Spear phishing attacks will soon be "devastating"

Targeted phishing attacks are becoming increasingly common as security controls tighten, according to a new report.

Security researcher Dana Lane Taylor of stopabuseonline.org has warned about the potential for future phishing attacks to take place even from within the organisation's IT infrastructure. Despite being a "spaghetti coder at best", Taylor believes it would be easy for her to use cross-site scripting (XSS) and SQL injection attacks to potentially reroute the standard login page of a company to send details directly to the malicious party.

"I would then specifically target people inside the organization who are likely to have access to databases that contain sensitive data," Taylor said.

Phishing is the practice of trying to obtain sensitive information such as usernames, passwords or bank details from individuals by pretending to be a trusted sender.
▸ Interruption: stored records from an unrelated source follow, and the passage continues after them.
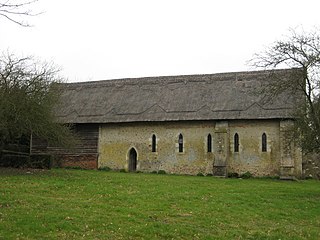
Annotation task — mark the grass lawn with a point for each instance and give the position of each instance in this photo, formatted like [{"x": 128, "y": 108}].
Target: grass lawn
[{"x": 85, "y": 204}]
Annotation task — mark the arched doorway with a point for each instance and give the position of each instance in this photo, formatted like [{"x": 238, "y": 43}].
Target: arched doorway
[{"x": 132, "y": 160}]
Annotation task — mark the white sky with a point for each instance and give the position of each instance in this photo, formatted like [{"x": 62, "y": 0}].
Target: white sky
[{"x": 108, "y": 39}]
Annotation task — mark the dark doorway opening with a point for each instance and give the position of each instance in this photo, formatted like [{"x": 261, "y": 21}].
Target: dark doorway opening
[{"x": 132, "y": 160}]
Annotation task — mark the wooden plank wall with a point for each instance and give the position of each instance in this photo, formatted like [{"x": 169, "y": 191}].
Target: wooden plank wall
[{"x": 88, "y": 135}]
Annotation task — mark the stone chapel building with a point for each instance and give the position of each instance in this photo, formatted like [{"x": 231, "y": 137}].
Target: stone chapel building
[{"x": 210, "y": 124}]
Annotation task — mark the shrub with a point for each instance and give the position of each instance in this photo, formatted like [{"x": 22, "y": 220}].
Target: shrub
[{"x": 247, "y": 175}]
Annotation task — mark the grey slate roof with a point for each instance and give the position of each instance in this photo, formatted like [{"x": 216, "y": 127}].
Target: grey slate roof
[{"x": 222, "y": 96}]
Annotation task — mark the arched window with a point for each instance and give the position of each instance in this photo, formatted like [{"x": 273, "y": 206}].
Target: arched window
[
  {"x": 154, "y": 143},
  {"x": 236, "y": 142},
  {"x": 209, "y": 143},
  {"x": 180, "y": 141},
  {"x": 264, "y": 142}
]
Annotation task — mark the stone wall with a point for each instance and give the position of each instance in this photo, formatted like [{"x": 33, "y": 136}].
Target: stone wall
[
  {"x": 85, "y": 161},
  {"x": 311, "y": 166},
  {"x": 116, "y": 141}
]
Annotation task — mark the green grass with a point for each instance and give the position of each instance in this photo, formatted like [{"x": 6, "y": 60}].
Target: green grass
[{"x": 83, "y": 204}]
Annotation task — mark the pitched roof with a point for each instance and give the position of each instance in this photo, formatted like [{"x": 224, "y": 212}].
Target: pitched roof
[{"x": 222, "y": 96}]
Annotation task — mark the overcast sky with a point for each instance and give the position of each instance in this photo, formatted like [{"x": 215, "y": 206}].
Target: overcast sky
[{"x": 102, "y": 39}]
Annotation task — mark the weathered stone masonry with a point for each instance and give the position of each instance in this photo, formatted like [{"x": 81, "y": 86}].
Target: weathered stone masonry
[
  {"x": 118, "y": 120},
  {"x": 116, "y": 140}
]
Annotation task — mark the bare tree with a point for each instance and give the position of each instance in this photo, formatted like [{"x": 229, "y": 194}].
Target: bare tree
[
  {"x": 14, "y": 11},
  {"x": 299, "y": 50},
  {"x": 29, "y": 94}
]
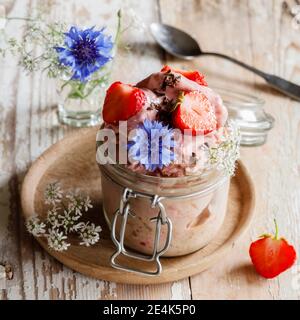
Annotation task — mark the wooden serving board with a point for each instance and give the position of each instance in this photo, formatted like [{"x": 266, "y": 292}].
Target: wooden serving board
[{"x": 72, "y": 162}]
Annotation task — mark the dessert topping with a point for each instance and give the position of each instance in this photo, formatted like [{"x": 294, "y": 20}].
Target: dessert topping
[
  {"x": 194, "y": 111},
  {"x": 122, "y": 101},
  {"x": 195, "y": 76}
]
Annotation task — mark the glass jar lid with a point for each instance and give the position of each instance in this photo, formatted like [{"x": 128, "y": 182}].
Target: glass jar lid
[{"x": 247, "y": 111}]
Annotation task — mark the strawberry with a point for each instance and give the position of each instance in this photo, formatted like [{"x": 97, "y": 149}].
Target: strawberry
[
  {"x": 194, "y": 111},
  {"x": 122, "y": 101},
  {"x": 195, "y": 76},
  {"x": 271, "y": 255}
]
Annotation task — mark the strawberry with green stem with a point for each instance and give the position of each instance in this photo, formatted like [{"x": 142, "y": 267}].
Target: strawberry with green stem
[{"x": 272, "y": 255}]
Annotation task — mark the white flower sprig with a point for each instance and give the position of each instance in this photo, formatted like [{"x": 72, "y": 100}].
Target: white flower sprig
[
  {"x": 224, "y": 155},
  {"x": 63, "y": 218}
]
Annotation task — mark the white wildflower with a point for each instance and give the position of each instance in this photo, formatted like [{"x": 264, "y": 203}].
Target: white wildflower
[
  {"x": 89, "y": 234},
  {"x": 68, "y": 220},
  {"x": 53, "y": 217},
  {"x": 35, "y": 226},
  {"x": 56, "y": 240},
  {"x": 53, "y": 193},
  {"x": 76, "y": 203},
  {"x": 224, "y": 155},
  {"x": 63, "y": 219},
  {"x": 3, "y": 19},
  {"x": 87, "y": 203}
]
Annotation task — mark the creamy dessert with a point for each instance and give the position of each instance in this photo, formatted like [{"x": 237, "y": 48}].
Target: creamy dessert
[{"x": 196, "y": 152}]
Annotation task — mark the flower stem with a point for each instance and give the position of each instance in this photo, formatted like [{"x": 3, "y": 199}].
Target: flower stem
[
  {"x": 118, "y": 33},
  {"x": 276, "y": 229},
  {"x": 19, "y": 18}
]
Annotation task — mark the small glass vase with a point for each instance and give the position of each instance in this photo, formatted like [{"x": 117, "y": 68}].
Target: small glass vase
[{"x": 80, "y": 104}]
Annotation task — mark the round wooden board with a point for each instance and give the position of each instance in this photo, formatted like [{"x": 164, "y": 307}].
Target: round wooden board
[{"x": 71, "y": 161}]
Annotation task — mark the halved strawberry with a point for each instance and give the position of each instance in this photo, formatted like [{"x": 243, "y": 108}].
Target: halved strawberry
[
  {"x": 195, "y": 112},
  {"x": 195, "y": 76},
  {"x": 122, "y": 101},
  {"x": 272, "y": 255}
]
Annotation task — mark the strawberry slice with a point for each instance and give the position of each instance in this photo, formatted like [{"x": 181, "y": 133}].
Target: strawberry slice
[
  {"x": 195, "y": 76},
  {"x": 271, "y": 255},
  {"x": 195, "y": 112},
  {"x": 122, "y": 101}
]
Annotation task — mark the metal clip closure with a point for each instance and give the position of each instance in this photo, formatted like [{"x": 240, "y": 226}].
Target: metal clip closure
[{"x": 161, "y": 219}]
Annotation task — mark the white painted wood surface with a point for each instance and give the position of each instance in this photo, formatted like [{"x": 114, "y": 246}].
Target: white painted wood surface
[{"x": 259, "y": 32}]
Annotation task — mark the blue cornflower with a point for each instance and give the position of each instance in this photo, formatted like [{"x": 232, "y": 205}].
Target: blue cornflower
[
  {"x": 85, "y": 51},
  {"x": 152, "y": 145}
]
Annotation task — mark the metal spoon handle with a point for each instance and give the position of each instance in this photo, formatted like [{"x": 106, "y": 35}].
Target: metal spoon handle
[{"x": 289, "y": 88}]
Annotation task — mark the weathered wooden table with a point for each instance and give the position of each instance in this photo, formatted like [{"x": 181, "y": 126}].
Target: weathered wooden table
[{"x": 258, "y": 32}]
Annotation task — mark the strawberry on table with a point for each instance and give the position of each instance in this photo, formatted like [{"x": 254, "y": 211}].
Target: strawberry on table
[
  {"x": 122, "y": 101},
  {"x": 272, "y": 255},
  {"x": 194, "y": 112},
  {"x": 195, "y": 76}
]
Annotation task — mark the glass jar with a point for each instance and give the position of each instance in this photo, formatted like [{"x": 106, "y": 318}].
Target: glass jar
[
  {"x": 194, "y": 205},
  {"x": 79, "y": 103},
  {"x": 248, "y": 113}
]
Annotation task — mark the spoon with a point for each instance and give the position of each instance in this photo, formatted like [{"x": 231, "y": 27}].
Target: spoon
[{"x": 180, "y": 44}]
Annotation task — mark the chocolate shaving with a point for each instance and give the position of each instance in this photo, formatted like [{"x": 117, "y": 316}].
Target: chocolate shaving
[{"x": 170, "y": 80}]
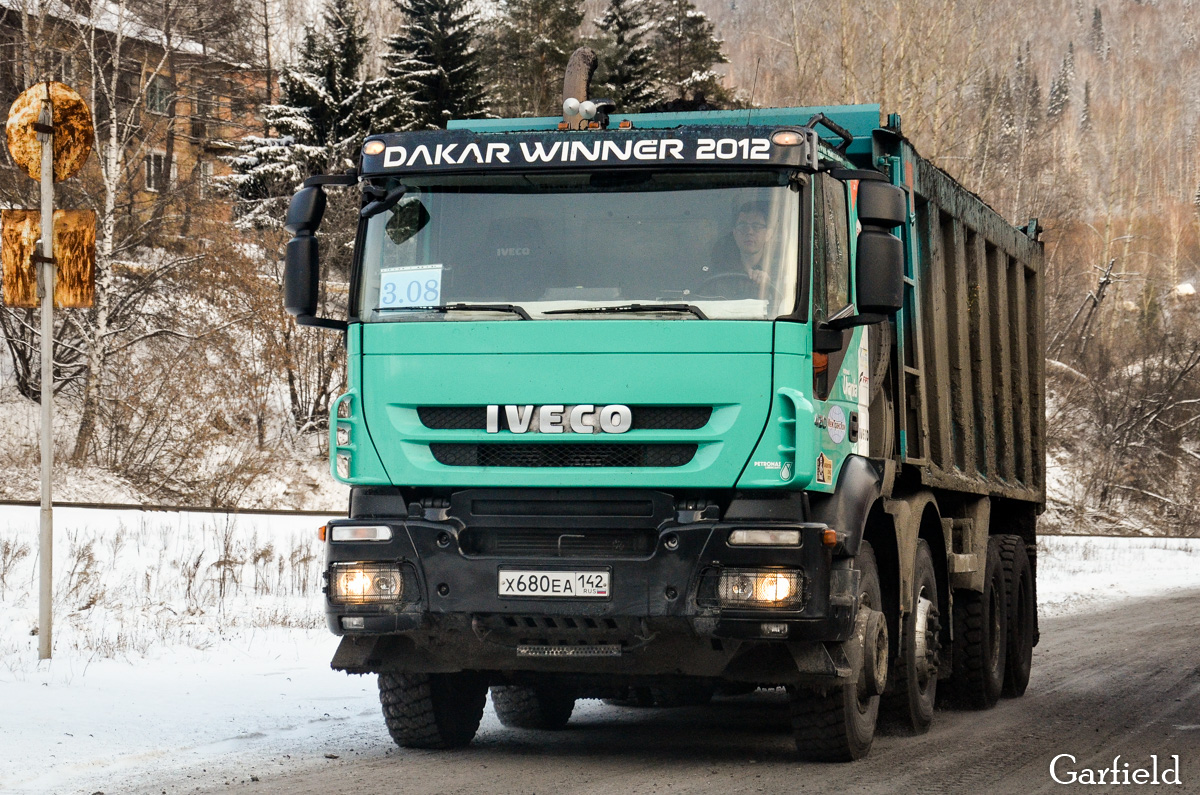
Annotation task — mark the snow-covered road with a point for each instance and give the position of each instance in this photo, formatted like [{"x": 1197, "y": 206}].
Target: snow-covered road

Phishers would traditionally send out huge volumes of spam email, pretending to be a Nigerian banker, for instance, or a friend with an interesting photo, and then wait to see if one or two people out of all the thousands would take the bait. Hence, phishing.
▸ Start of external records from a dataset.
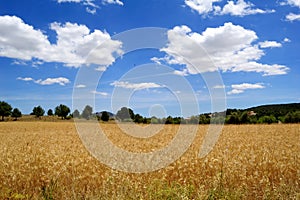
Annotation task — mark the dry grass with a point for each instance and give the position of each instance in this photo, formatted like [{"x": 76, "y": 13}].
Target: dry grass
[{"x": 46, "y": 160}]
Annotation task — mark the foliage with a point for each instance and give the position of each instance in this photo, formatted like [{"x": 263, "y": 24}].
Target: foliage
[
  {"x": 104, "y": 116},
  {"x": 5, "y": 109},
  {"x": 76, "y": 114},
  {"x": 38, "y": 111},
  {"x": 50, "y": 112},
  {"x": 87, "y": 112},
  {"x": 125, "y": 114},
  {"x": 16, "y": 113},
  {"x": 62, "y": 111}
]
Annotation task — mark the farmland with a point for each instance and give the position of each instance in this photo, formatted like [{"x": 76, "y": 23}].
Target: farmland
[{"x": 46, "y": 160}]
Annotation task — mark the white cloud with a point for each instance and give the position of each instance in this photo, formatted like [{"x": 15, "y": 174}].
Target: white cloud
[
  {"x": 25, "y": 79},
  {"x": 184, "y": 72},
  {"x": 91, "y": 6},
  {"x": 286, "y": 40},
  {"x": 219, "y": 87},
  {"x": 80, "y": 86},
  {"x": 228, "y": 48},
  {"x": 74, "y": 42},
  {"x": 69, "y": 1},
  {"x": 91, "y": 10},
  {"x": 101, "y": 68},
  {"x": 135, "y": 86},
  {"x": 240, "y": 88},
  {"x": 292, "y": 3},
  {"x": 269, "y": 44},
  {"x": 293, "y": 17},
  {"x": 238, "y": 8},
  {"x": 49, "y": 81},
  {"x": 201, "y": 6},
  {"x": 118, "y": 2},
  {"x": 241, "y": 8},
  {"x": 100, "y": 93}
]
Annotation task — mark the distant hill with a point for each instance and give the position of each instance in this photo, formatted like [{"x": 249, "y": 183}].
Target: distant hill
[
  {"x": 111, "y": 115},
  {"x": 273, "y": 109}
]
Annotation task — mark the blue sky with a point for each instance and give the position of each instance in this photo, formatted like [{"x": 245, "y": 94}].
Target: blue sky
[{"x": 253, "y": 45}]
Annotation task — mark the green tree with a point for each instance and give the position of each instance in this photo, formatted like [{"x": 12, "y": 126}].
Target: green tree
[
  {"x": 16, "y": 113},
  {"x": 62, "y": 111},
  {"x": 104, "y": 116},
  {"x": 125, "y": 114},
  {"x": 87, "y": 112},
  {"x": 76, "y": 114},
  {"x": 138, "y": 118},
  {"x": 169, "y": 120},
  {"x": 50, "y": 112},
  {"x": 38, "y": 111},
  {"x": 244, "y": 118},
  {"x": 5, "y": 109},
  {"x": 267, "y": 119},
  {"x": 233, "y": 118}
]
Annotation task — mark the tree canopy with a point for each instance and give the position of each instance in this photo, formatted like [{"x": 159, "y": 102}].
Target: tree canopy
[
  {"x": 87, "y": 112},
  {"x": 38, "y": 111},
  {"x": 104, "y": 116},
  {"x": 62, "y": 111},
  {"x": 125, "y": 114},
  {"x": 50, "y": 112},
  {"x": 5, "y": 109},
  {"x": 16, "y": 113}
]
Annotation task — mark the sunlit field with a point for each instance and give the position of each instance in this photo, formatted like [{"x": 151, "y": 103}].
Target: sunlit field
[{"x": 46, "y": 160}]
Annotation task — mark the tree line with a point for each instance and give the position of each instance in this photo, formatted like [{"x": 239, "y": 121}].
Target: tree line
[{"x": 282, "y": 113}]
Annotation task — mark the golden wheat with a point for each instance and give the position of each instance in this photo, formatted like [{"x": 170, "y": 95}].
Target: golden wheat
[{"x": 47, "y": 160}]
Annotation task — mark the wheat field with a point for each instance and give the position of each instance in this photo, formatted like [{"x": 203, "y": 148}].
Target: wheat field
[{"x": 46, "y": 160}]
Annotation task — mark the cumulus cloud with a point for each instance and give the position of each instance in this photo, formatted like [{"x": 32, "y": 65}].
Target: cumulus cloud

However, this unsophisticated type of scam has increasingly given way to a more advanced technique. Now fraudulent emails are being directed at a specific organisation, or even a specific individual within that organisation, using information available on social media and other public spaces. This approach is known as "spear phishing" due to its targeted and specific nature.

Taylor warned that once more sophisticated techniques become widespread among phishing scammers, "phishing attacks will become devastating attacks."
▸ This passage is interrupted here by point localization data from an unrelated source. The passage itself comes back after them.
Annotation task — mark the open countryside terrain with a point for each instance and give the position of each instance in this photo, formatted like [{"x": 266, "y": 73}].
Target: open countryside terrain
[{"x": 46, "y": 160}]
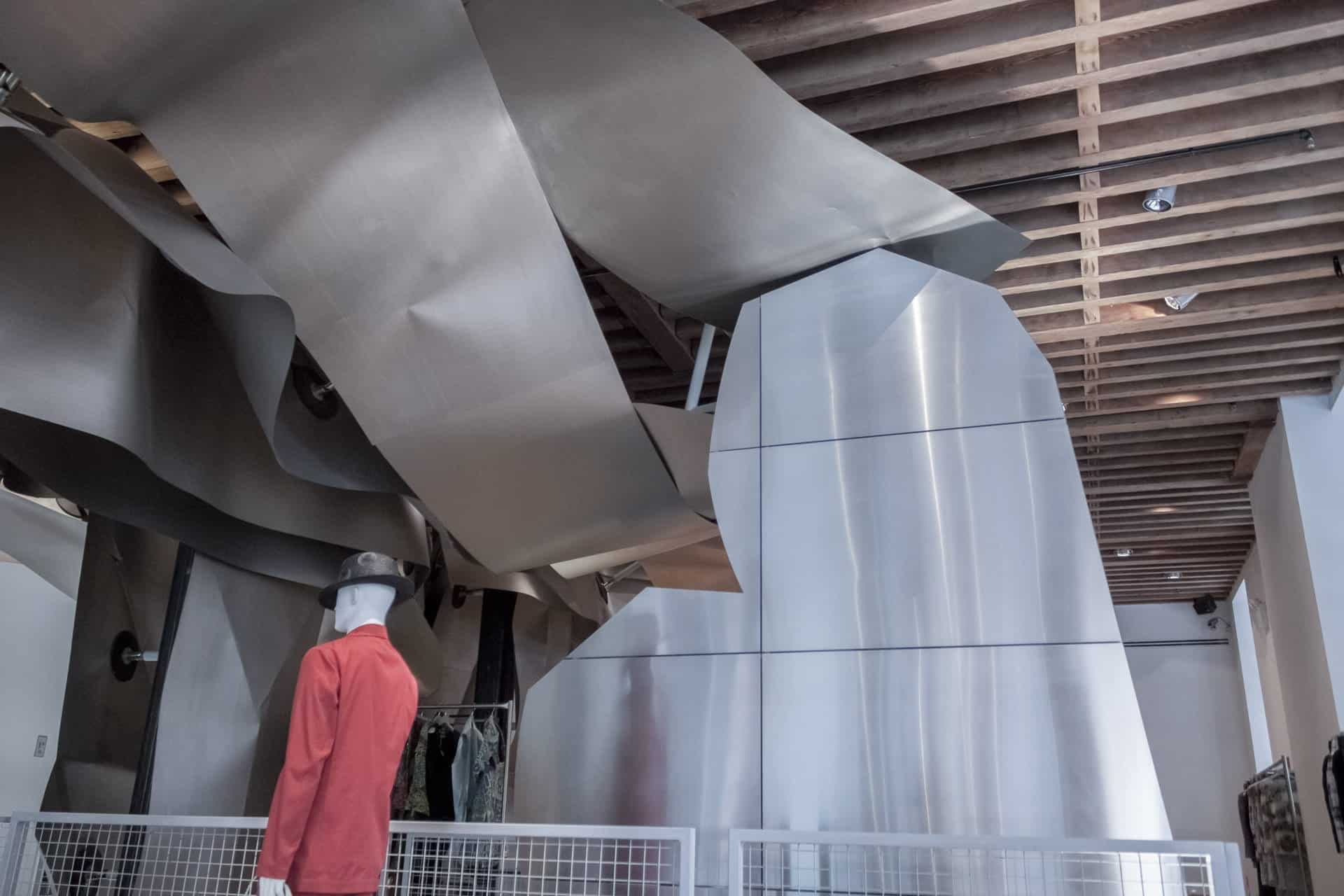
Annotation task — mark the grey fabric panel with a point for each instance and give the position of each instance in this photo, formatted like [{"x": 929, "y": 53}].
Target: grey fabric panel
[
  {"x": 359, "y": 158},
  {"x": 120, "y": 394},
  {"x": 48, "y": 542},
  {"x": 676, "y": 163},
  {"x": 257, "y": 327}
]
One test at West Point military academy in the States showed that 80 per cent of 500 cadets would follow the link in an email if it appeared to come from a colonel at the academy. The link told them that they had been duped, and warned them against such risky behaviour.

The report comes just as LinkedIn users have been struck by a sophisticated and widespread phishing attack, and soon after the Social Engineering Capture The Flag (SETF) contest at DEF CON exposed just how frequently companies are still falling for social engineering attacks.

Taylor has urged companies and organisations to take these vulnerabilities "very seriously."